Cloud Foundry Deployment Metrics That Matter Most

by Anton SorokoMay 3, 2017

What Cloud Foundry metrics should we gather from VMs, BOSH, CF components, apps and the rest of the system? Here's a deep overview across the full stack.

Table of Contents

Generating a variety of metrics

Lots of metrics per se do not necessarily imply lots of value for monitoring. If you have been working with monitoring systems for quite a while, you may have noticed that the metrics you get can be roughly divided into the following three groups:

Simple, clear, and easily understandable metrics (15–20%*).
Metrics that are mostly useless from an operator’s perspective, but may come in handy for developers during application debugging (65–75%*).
Metrics that appear to be useful, but are difficult to interpret (10–15%*). They can be really valuable in case you are totally aware of how the system works and what exactly is being measured.

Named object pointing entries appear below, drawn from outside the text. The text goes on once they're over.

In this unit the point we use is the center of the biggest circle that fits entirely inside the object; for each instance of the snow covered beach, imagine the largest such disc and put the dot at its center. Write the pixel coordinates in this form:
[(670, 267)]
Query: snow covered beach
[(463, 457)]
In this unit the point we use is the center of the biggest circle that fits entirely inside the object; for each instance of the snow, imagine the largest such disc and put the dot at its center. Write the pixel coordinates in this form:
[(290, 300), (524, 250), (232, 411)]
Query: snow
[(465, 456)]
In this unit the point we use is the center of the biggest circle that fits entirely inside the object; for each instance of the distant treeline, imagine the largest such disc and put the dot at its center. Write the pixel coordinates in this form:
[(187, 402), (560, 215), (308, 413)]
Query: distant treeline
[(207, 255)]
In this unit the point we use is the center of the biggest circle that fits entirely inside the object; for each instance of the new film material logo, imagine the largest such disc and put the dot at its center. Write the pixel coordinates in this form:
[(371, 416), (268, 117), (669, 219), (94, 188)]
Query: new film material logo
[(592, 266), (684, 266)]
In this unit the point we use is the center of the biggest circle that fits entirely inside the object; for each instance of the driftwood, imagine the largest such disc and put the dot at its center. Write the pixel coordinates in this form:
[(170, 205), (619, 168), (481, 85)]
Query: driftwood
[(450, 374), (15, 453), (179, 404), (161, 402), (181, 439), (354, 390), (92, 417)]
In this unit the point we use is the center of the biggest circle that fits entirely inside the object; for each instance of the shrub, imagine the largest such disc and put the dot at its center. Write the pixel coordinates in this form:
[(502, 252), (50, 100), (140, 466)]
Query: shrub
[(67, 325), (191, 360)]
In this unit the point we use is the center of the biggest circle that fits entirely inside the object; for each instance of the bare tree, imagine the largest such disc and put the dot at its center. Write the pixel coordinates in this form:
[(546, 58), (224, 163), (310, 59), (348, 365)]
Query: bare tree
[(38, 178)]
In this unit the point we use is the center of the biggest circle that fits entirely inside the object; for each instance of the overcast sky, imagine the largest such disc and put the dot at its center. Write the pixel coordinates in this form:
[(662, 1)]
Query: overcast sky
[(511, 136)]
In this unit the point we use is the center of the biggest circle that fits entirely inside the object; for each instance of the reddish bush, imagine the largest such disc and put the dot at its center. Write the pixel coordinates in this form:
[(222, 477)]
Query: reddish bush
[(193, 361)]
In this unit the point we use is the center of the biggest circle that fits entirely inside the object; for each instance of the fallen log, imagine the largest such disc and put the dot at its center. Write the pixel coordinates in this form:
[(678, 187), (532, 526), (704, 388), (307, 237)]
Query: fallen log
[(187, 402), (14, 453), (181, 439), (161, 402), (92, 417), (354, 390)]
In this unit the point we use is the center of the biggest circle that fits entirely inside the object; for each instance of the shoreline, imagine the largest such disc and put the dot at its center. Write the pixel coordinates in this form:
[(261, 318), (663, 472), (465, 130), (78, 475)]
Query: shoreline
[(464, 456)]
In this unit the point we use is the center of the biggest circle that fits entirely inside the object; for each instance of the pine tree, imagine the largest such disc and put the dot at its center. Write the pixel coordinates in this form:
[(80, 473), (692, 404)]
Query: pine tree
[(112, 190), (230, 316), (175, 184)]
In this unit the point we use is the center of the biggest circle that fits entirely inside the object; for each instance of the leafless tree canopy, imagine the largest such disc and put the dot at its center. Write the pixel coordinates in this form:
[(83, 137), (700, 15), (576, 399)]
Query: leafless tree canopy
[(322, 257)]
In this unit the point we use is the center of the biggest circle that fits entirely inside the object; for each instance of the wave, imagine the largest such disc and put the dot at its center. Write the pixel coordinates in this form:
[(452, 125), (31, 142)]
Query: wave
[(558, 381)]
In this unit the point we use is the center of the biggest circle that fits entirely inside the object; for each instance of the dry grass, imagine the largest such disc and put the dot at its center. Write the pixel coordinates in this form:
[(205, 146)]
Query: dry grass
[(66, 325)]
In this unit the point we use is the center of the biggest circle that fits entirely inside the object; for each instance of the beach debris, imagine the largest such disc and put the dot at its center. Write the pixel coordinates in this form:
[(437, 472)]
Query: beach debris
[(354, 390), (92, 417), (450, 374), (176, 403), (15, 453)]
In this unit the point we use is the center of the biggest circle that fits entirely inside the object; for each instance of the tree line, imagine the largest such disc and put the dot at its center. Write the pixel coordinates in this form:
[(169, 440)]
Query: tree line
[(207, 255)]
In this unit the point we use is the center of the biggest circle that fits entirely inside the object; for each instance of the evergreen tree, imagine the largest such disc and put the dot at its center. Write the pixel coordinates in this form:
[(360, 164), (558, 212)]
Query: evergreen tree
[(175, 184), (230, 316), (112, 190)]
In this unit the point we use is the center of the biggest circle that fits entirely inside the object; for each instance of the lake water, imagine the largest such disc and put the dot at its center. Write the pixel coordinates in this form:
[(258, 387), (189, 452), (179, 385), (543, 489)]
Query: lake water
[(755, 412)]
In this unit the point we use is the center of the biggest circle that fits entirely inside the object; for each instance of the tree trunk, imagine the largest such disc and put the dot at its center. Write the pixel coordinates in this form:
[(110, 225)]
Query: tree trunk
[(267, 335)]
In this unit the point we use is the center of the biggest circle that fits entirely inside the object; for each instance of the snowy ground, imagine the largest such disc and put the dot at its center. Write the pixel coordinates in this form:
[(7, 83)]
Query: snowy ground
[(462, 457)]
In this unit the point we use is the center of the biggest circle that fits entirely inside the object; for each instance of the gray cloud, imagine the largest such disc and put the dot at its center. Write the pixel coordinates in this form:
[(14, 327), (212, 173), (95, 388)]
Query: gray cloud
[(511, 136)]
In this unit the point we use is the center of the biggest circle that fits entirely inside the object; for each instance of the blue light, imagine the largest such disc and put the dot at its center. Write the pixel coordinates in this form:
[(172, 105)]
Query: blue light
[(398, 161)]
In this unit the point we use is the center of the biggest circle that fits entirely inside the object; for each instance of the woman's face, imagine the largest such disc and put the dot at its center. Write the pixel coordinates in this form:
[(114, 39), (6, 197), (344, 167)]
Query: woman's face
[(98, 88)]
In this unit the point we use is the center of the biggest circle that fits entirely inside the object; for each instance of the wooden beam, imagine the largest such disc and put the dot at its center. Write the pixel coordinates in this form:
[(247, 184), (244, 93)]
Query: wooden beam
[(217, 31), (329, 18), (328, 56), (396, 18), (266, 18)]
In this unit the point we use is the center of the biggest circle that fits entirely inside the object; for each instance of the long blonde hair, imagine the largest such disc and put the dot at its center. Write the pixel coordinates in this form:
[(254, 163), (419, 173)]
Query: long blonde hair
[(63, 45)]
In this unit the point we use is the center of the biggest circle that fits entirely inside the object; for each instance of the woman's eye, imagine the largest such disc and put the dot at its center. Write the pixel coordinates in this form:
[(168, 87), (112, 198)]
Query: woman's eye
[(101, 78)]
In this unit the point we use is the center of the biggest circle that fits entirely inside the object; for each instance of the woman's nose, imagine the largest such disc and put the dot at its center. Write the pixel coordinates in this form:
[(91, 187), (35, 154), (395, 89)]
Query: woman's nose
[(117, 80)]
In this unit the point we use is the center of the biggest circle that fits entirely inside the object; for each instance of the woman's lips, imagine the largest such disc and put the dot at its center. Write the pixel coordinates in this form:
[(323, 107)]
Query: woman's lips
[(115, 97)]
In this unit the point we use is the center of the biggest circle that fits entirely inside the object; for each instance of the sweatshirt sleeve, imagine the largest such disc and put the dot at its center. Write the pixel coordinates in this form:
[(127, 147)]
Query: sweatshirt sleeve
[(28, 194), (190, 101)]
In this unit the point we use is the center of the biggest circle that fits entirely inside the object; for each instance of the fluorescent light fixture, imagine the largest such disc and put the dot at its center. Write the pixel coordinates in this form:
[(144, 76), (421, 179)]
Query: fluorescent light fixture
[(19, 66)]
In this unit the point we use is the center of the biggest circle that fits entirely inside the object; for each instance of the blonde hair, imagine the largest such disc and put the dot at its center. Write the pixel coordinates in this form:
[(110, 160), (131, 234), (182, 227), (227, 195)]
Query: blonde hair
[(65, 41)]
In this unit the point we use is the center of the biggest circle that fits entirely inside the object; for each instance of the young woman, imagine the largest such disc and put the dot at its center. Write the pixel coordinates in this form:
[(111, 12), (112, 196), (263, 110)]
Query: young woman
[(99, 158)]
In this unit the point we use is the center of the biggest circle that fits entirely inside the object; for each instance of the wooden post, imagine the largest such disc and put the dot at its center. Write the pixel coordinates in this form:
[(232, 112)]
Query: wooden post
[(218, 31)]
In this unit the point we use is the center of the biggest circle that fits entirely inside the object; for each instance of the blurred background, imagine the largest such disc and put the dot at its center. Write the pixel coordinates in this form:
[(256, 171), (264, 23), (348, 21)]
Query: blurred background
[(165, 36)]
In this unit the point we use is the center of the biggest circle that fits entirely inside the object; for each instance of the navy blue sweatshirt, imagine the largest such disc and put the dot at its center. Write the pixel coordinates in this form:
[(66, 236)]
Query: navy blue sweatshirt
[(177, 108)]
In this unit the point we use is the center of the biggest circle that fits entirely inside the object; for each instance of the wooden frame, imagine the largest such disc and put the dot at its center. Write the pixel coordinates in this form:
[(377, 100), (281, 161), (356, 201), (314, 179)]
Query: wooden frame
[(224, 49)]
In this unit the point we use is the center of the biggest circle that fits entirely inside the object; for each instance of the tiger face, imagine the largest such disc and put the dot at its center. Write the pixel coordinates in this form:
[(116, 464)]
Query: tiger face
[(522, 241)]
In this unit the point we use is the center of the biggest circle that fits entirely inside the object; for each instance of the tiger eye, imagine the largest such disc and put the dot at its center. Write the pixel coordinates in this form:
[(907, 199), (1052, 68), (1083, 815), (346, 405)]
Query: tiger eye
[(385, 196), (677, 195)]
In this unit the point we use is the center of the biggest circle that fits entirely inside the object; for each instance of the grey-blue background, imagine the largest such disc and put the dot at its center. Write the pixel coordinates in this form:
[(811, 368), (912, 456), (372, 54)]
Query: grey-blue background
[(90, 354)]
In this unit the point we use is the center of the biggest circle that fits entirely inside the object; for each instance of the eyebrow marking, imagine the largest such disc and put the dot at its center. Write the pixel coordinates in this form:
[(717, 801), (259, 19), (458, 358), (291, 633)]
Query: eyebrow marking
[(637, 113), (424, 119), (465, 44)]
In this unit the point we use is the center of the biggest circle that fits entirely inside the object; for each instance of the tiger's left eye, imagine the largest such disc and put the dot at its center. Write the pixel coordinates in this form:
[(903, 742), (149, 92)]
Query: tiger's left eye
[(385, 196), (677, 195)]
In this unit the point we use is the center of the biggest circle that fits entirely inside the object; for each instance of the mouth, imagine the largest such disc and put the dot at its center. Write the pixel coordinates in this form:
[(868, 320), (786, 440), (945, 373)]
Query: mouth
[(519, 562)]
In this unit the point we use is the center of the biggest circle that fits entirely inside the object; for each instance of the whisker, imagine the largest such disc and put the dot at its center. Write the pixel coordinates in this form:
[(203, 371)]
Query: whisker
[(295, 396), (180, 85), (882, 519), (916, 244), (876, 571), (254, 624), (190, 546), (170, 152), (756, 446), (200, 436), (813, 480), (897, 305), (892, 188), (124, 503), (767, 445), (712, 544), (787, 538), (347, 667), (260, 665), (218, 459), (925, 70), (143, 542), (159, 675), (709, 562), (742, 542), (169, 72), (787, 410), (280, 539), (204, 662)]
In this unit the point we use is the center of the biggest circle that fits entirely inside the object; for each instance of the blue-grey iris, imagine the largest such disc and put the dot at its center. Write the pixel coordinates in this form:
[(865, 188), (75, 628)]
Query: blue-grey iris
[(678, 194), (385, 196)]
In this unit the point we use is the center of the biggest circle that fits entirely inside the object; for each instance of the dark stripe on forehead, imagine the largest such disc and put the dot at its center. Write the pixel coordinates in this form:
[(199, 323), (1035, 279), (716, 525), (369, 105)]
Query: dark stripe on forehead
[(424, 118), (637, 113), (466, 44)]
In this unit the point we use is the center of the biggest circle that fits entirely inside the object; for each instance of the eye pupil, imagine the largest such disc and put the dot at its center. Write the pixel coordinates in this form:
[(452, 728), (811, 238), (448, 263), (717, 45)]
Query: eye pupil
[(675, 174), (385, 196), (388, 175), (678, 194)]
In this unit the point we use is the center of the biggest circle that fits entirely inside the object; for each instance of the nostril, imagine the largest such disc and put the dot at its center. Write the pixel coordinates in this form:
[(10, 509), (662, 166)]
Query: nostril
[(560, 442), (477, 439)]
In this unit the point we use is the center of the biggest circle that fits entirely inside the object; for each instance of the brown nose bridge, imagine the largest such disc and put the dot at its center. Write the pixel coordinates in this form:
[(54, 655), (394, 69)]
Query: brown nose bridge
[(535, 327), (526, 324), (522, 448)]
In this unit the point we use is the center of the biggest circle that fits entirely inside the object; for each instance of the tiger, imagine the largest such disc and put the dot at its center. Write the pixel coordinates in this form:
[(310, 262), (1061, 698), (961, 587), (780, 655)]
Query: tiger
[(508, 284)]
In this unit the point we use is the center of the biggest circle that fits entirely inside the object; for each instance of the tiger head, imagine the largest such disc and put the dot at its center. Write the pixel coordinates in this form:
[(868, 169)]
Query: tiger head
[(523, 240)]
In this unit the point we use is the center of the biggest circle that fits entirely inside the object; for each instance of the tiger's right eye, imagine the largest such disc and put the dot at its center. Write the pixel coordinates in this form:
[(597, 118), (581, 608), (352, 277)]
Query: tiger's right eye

Note: *The figures are based on the author’s experience and represent his viewpoint.

Being a complex system comprising several distributed components, Cloud Foundry produces a great variety of metrics. Let’s take a look at those of them that are most valuable, including those that are best suited for triggering alerts.

A Cloud Foundry deployment can emit metrics at the infrastructure, platform, and application levels.

cloud-foundry-deployment-metrics-layers-of-monitoring-v15

A Cloud Foundry deployment: Layers of monitoring

In this blog post, we will start with evaluation of metrics emitted at the infrastructure level and move up the abstraction scale to application metrics.

Virtual machines (VMs) and BOSH

BOSH has a monitoring component—the Health Monitor—that collects metrics from the BOSH Agents at all BOSH-deployed virtual machines.

Note: To retrieve metrics from a BOSH Agent, one can use the following tools:

Below are the metrics that can be collected while running virtual machines.

VM health

Metric	Description
`system.healthy`	The simplest VM health metric. As its name suggests, the metric indicates the health of a virtual machine from the BOSH perspective (a VM is up, and all the processes on it are running). This metric is an ideal candidate for setting up alert thresholds.

CPU

Metrics	Description
`system.cpu.user`	The percentage of CPU utilization that occurred while executing at the user level.
`system.cpu.sys`	The percentage of CPU utilization that occurred while executing at the system (kernel) level.
`system.cpu.wait`	The percentage of time that a CPU(s) was idle, during which the system had to process an bulky disk I/O request.
`system.load.1m`	The load average over the last minute.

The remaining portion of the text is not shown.